The second question is about the Victims’ Commissioner. That is obviously a welcome step. Is there any other element where you think the Victims’ Commissioner should get more responsibilities? They have to report annually and will have to take into account. Should they have broader powers, maybe to look at family courts and give a viewpoint? You mentioned that earlier. Do you think the Bill goes far enough?

My third question is about sentencing hearings. There are obviously going to be differences between where someone who is sentenced for affray or a violent offence and where it is a sexual offence. Are there nuances with the victims? Do some victims not want to see the offender in the courtroom? Should that be a mitigating circumstance in all cases for them not to appear? For instance, you mentioned a case example of harassment. In that case, should we give more focus to the courts to say, “You should not actually be attending this court hearing”? That would be almost a reversal of this policy, so that we are putting the victim before the requirement, if that makes sense.
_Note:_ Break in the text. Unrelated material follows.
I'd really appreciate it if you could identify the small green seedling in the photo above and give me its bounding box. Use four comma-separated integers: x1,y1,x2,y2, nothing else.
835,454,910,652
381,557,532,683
Andrea Simon: With the unduly lenient sentencing scheme, it is both things. It is certainly a communications issue. We do know of victims and survivors who realise only at the last minute that they are eligible, so they have run out of time, and it has been a desperate dash to get an application in. We should end that because it is not serving anybody. There is the point about extending it, but it is not an either/or; it is also about the communications, the length of time, and letting people know that this exists.

I was part of a sentencing review panel, and a lot of evidence came through about the complete confusion that victims find themselves in when it comes to trying to get information. There is not one source; there are many different places where information can be fed through. You are often trying to fight to find somebody who will be able to help you. It is very inconsistent and patchy currently. There is a lot of strength to the sentencing review’s call to review all the communication channels and look at how we can best streamline them and how they are most effective for victims and survivors.

There is also a wider public education piece about what is going on with sentencing. I would not say that most members of the public are that well informed, because where would they get that information? It is only once you are in the system that you start to realise how complicated it can be to get the information that you need. We have to marry that with being able to tailor the needs of individual victims. There is no homogeneous victim group. Different victims will want to know information, but the offer should be there, and we should empower victims as much as we possibly can within the process.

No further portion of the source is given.